左之助さんも驚きすぎて蛮竜を掴んだまま固まり、どうしようかと考え込んでしまっている。ゆっくりと深呼吸を繰り返して、左之助さんの傍に近付く。
「景さん、危ないわよ!」
「馬鹿野郎、死ぬ気か!?」
日暮さんと犬夜叉の言葉に苦笑しつつ、完全に止まっている左之助さんの右腕を掴み、クイクイと袖を引っ張ると左之助さんの意識が元に戻ったけれど。
「左之助さん、聞こえてますか?左之助さん」
「……お、おう?……」
「……ちょっと屈んで下さい…」
ぼんやりとしている彼の袖から襟に手を動かして左之助さんに気付け代わりに恥ずかしいけど、みんなの見ている前で口付けをしたら、バチリッ…!バリバリィッ!!と青白い雷撃を放出し始め、左之助さんの鉢巻きが帯電して尾のように雷撃を伸ばす。
「おお、大胆な気付けだな!」
貴方のせいでしょう、黙ってて下さい。
「……悪い、馬鹿すぎて意識が飛んでた」
「いえ、私もすみません…」
しとりにキスしているところを見せてしまった。……いや、よく思い出してみるとしとりが居ても左之助さんは構わずにキスして来ていましたね。
「んじゃ、戦ろうぜ!」
「ったく。女房からの接吻の余韻にも浸れねえのか」
「そ、そういうのは良いですから」
そそくさとしとりと個魔の方やドン、親分の近くに戻ると周囲の視線が集中している事に嫌でも気付く。あれは妻として大切な夫を奮い立たせるために、自分に出来る最善策を導き出した結果です。

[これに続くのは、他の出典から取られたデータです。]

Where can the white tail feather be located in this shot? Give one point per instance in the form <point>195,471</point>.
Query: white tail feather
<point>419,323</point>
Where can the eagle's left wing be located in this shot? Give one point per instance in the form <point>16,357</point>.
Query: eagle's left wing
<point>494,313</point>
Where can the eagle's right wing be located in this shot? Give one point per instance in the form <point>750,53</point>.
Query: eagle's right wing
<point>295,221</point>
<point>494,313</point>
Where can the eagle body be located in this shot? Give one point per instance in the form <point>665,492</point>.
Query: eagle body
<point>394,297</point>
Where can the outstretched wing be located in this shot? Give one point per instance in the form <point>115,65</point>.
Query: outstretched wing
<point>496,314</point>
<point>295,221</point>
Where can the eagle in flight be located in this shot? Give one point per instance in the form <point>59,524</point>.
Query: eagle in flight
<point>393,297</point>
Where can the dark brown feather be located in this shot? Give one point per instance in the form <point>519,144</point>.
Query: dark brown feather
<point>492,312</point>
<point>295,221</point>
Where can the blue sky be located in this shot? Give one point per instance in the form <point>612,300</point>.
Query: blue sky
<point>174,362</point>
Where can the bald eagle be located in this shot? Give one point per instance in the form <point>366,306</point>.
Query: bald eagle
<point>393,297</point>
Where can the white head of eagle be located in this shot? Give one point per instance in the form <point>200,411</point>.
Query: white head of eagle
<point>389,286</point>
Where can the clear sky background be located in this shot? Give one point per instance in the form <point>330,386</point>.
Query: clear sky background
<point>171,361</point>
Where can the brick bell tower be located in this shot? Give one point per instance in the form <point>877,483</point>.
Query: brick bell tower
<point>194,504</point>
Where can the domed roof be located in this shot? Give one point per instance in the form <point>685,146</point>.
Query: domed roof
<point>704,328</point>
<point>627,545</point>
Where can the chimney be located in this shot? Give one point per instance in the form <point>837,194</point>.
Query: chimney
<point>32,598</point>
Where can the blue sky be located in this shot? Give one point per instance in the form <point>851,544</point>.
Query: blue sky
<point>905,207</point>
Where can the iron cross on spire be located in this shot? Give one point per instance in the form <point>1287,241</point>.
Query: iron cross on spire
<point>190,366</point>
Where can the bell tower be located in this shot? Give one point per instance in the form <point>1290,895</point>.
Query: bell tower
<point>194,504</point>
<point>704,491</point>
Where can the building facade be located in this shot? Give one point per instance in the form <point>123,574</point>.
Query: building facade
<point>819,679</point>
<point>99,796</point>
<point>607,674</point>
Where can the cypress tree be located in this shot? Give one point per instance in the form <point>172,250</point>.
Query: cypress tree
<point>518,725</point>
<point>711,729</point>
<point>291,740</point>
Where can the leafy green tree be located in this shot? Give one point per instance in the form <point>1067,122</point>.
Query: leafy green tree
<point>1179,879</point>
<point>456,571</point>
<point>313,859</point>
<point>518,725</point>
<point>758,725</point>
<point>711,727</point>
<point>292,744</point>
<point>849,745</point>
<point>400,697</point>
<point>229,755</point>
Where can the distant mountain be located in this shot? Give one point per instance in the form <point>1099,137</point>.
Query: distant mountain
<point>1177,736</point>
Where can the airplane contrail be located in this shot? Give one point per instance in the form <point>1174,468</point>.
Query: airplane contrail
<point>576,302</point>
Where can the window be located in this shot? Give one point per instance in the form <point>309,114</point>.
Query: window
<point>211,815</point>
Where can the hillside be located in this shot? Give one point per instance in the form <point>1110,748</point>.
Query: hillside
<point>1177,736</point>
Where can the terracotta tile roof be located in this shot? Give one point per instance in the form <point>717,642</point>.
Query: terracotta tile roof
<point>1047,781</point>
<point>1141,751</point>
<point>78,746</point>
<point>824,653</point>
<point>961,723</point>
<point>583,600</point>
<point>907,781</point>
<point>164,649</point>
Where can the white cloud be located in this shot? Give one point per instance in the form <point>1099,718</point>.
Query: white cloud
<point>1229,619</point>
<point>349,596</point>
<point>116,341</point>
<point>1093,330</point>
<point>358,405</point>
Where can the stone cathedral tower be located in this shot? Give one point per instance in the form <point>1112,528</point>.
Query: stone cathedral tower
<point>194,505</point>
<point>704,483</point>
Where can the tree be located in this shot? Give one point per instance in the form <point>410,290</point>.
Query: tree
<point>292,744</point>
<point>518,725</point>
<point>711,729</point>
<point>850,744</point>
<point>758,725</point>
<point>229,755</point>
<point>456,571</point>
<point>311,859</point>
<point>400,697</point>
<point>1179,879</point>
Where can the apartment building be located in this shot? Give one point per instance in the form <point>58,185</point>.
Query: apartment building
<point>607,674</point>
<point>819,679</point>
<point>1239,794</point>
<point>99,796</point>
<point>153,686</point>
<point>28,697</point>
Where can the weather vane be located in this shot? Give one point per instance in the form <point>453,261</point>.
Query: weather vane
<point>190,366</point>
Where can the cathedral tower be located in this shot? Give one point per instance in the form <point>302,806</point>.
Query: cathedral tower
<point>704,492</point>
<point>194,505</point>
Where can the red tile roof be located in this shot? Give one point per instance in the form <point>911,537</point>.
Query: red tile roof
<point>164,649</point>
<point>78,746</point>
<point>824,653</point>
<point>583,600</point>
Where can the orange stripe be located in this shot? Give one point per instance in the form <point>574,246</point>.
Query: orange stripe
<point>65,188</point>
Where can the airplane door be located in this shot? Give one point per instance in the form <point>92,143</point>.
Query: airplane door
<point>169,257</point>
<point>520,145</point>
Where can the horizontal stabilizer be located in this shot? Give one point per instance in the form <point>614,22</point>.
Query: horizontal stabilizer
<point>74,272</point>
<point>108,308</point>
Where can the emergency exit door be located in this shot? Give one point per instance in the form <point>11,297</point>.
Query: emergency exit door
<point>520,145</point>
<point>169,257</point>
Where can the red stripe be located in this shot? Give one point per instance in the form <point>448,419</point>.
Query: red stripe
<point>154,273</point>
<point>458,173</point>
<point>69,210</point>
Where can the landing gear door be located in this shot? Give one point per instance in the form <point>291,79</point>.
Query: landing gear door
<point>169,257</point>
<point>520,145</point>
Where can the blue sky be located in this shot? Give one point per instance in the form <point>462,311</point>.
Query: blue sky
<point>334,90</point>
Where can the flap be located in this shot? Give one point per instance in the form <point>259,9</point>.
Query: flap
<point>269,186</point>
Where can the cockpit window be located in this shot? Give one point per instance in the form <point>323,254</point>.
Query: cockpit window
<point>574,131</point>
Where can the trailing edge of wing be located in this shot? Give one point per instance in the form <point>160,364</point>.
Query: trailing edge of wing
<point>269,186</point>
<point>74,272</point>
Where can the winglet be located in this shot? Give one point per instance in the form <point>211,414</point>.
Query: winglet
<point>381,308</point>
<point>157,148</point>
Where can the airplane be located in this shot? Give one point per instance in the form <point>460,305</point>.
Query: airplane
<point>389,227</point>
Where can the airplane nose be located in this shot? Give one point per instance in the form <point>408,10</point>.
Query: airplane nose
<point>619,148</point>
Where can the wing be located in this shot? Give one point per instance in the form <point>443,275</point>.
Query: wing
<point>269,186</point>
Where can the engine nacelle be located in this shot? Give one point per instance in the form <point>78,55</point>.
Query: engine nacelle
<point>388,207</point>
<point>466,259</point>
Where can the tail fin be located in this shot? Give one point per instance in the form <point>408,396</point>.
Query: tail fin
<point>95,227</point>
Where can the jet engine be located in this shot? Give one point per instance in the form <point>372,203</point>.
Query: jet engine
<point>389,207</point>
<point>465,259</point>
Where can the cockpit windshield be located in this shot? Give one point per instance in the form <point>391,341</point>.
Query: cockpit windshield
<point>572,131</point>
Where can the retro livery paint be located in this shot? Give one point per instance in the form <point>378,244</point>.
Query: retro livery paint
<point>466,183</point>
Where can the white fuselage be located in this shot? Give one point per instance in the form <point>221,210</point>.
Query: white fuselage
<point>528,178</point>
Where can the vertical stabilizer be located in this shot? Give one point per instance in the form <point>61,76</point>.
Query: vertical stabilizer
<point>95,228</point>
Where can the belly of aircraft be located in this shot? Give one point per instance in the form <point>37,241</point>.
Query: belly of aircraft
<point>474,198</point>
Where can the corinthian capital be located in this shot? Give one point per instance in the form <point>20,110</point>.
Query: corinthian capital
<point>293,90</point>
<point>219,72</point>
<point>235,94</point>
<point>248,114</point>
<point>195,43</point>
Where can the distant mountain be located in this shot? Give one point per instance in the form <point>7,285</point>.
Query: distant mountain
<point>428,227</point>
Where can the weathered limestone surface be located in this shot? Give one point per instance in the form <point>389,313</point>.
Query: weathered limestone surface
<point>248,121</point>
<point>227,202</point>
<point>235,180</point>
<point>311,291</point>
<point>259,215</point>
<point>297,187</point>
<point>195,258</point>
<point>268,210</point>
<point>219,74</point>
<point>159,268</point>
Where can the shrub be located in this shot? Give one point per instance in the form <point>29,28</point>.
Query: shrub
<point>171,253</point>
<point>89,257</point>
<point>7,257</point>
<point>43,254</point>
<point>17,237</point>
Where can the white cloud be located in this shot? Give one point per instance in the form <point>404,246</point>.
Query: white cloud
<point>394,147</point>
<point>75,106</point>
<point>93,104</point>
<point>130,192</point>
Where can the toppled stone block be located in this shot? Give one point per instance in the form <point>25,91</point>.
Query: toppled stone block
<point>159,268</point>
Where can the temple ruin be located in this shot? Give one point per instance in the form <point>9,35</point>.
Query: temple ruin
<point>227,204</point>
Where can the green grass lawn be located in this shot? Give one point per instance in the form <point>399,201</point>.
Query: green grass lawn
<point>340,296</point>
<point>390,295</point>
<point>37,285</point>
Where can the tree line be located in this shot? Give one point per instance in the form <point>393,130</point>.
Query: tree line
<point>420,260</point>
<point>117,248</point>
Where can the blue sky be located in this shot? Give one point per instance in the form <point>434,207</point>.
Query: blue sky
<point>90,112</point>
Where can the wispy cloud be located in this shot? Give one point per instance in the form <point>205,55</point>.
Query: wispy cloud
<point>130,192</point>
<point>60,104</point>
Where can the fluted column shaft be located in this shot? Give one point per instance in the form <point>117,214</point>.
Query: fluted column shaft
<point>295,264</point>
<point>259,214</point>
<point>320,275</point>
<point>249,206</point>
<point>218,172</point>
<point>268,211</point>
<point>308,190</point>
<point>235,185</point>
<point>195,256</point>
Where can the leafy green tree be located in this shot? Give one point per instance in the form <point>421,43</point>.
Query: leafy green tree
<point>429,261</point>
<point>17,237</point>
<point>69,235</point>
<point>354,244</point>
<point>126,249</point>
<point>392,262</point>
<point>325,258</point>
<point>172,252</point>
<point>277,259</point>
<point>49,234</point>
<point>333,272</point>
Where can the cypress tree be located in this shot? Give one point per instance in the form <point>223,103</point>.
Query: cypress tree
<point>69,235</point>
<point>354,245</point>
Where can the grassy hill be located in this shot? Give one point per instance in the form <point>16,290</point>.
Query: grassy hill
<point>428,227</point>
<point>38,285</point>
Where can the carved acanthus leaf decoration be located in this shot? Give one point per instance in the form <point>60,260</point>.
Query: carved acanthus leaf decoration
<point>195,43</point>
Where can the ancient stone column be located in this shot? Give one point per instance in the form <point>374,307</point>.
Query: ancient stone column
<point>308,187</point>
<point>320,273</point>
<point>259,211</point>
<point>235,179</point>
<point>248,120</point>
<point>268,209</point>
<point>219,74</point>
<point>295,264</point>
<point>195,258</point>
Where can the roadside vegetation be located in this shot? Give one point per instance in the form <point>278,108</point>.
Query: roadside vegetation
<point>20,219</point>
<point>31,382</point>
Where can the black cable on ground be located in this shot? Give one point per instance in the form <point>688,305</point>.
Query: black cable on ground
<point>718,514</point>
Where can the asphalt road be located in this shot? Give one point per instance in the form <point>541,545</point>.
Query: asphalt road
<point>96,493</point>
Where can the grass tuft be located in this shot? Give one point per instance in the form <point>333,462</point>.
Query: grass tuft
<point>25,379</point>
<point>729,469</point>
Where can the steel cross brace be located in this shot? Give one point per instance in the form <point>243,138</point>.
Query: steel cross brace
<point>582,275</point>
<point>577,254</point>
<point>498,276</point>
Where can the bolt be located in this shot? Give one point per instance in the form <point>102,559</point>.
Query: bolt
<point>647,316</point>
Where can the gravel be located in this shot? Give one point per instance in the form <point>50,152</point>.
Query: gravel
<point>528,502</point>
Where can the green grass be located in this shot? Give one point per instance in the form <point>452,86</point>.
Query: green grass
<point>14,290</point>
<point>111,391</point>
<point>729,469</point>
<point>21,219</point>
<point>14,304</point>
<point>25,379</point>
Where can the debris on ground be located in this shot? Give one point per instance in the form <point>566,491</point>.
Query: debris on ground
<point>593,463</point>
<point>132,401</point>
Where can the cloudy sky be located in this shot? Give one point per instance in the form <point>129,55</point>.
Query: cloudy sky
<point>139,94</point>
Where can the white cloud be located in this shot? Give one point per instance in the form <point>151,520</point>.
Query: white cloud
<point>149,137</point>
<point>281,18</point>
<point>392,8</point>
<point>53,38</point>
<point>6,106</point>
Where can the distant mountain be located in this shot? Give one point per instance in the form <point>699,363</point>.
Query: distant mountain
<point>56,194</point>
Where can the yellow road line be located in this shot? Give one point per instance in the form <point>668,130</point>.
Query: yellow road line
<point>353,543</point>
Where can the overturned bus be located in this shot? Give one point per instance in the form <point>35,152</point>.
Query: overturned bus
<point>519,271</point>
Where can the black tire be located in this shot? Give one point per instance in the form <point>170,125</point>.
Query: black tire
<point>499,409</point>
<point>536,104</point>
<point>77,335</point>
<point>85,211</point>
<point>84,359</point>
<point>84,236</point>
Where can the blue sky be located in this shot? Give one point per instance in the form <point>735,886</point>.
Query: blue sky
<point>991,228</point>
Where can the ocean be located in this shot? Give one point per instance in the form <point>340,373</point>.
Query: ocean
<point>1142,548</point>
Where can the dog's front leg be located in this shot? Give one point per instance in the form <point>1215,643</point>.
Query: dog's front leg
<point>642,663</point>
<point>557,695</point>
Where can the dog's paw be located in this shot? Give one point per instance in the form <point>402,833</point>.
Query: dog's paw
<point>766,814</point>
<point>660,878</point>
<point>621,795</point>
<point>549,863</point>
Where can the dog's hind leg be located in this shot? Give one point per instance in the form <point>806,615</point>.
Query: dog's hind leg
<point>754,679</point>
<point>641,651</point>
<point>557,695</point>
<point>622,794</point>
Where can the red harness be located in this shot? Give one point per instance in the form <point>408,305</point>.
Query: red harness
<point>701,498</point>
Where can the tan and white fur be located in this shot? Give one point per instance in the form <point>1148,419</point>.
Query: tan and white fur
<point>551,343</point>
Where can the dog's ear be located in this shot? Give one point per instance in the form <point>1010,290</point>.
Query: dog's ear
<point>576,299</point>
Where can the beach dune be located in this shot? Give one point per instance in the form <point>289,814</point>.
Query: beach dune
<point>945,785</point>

そう言い訳じみた事を心の中で言いながら「ん!ん!ちゅーしたい!しとりも!」と私の袖を引っ張るしとりのモチモチした頬っぺたを持ち上げ、彼女のおでこにチューをしてあげると嬉しそうに笑い始める。
左之助さんの悪いところが遺伝していますね。
「オレも嫁さん欲しいなあ、くれ!」
「誰がテメェなんぞにやるか!!」
わざと煽るような言動を繰り返す戦骨に新しく鍛え直された蛮竜で鍔迫り合い、ほとんど同じ技や動きが酷似した動作で二人は斬り結ぶ。
「最高だなァ!!」
「喧嘩は楽しいがテメェとは合わねえ!」
「ハハハッ!!ソイツは残念だ!」
蛮竜を後ろに引いて構える戦骨よりも素早く蛮竜を地面に突き立てた左之助さんが地盤を崩し、戦骨の体勢を崩したところに穂先の腹で彼の頭を思いっきり叩き、地面に叩き落とした。